CFe/SD card logic

This has probably been done to death since the Z6ii came out, but I'm struggling to find the best answer...

I'm a part-time pro that mainly does events. I still have my trusty D750 that I'm about to chop in for a Z6iii.

Now, the Z6ii/iii has dual slots of course, and everyone says that there's no point messing around with ancient SD cards as the CFe is so much faster etc. Which I get. But from what I understand, if you use the SD card in backup mode, the speed will be limited to the slowest card.
The answer isn't as obvious as many want it to be.

First a couple of facts: (1) there is no SD card as fast as CFe cards now are; (2) yes, the camera is "only as fast as the slowest card"; and (3) SD cards come in a lot of different "flavors."

Let's work backwards.

#3 — Use only UHS II cards, and Video Class 3 and as close to 300Mbps as possible. This is basically the fastest type card the current Nikon bodies can use. You limit #2 by this.

#2 — "only as fast" is unfortunately a generalization that isn't clear. If you take one image at a time (no continuous Release Mode), you're not likely to ever see a "slow" card slowing down the camera (though I'll have more to say about that in a bit). If you use Continuous High Extended at top speed, you're likely to see something happen: the buffer will be smaller. That's particularly true if you're using NEF and Backup as your choices. It's less true if you're using NEF+JPEG with each going to a different slot.
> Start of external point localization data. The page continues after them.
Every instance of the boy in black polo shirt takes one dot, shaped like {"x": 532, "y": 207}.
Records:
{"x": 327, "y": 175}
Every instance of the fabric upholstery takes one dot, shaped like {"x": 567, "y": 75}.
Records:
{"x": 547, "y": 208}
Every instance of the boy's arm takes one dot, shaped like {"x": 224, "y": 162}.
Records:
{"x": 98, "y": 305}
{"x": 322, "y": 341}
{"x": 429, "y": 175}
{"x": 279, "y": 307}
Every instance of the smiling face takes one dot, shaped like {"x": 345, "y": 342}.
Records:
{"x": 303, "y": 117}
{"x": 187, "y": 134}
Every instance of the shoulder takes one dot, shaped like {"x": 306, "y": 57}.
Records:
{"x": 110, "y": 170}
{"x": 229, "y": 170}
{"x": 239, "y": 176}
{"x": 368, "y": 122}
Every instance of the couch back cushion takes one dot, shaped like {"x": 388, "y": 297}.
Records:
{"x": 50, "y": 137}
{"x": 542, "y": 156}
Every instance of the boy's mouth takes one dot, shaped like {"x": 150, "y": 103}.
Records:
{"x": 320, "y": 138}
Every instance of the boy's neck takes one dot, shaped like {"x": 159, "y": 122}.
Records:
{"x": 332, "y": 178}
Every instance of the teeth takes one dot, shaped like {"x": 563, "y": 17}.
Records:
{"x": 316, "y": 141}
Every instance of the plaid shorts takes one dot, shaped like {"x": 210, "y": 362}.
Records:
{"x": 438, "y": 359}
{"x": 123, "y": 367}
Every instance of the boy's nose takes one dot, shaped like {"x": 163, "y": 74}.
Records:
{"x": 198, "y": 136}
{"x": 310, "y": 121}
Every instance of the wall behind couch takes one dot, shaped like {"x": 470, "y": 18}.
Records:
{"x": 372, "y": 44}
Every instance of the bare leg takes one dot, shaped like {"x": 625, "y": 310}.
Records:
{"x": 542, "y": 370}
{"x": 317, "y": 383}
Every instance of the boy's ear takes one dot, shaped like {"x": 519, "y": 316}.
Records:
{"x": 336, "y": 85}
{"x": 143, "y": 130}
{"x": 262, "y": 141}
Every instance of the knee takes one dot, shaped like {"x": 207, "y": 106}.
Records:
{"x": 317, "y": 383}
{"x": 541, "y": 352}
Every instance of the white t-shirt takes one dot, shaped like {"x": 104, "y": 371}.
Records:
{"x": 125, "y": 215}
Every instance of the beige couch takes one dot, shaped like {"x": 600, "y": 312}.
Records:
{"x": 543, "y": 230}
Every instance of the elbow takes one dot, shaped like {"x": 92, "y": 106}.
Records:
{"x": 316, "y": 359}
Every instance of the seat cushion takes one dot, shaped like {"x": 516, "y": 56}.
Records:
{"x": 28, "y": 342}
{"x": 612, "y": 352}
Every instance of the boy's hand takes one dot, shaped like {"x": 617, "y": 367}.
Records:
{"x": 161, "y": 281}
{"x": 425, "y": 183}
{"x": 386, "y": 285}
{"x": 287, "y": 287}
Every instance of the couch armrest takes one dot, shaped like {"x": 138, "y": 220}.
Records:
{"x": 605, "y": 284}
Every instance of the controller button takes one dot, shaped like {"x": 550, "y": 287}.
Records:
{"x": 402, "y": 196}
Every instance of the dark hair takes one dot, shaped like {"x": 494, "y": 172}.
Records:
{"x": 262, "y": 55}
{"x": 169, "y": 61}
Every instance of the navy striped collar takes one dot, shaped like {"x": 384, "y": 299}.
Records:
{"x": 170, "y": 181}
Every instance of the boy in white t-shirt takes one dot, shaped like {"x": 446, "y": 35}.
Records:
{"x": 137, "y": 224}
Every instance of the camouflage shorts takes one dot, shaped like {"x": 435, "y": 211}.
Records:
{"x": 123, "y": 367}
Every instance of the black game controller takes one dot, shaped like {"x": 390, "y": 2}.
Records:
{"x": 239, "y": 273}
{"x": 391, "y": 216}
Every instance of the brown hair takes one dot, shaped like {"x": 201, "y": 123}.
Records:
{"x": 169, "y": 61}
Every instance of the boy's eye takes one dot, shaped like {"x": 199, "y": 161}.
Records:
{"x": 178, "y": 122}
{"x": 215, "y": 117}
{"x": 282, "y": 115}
#1 — Where I see most people getting into trouble is they say "hey, I have some SD cards, I'll just use those." But that card is UHS I, or worse, not even UHS. It's probably 95Mbps top speed or slower.

Thom's Axiom #237 is "always buy new, top end cards with a new camera. Retire your old cards." First, memory cards don't last forever. The chances of a card error ruining an image rises as the card ages out in its NAND cells. Memory cards can be read almost forever, but they can't be written to past a certain number of cell writes.

Now, as to slowing down a camera. There's a silly little aspect that comes into play: size of card. Whenever the camera needs to access the card, such as when you press the playback button, it does an assessment of the FAT/directory status. The bigger the card, the longer that takes. It's not as big a problem today with faster cards, but in the D500/D850 era it was very common to see someone put a 64GB card in the XQD slot and a 512GB card in the SD slot. The camera needs to check 64GB+512GB before it starts displaying something. Take the SD card out, and playback seems inherently faster.

This is less true now with the faster cards, but it still applies. I wouldn't be using a smaller but fastest CFe card coupled with a 1TB+ SD card, for instance.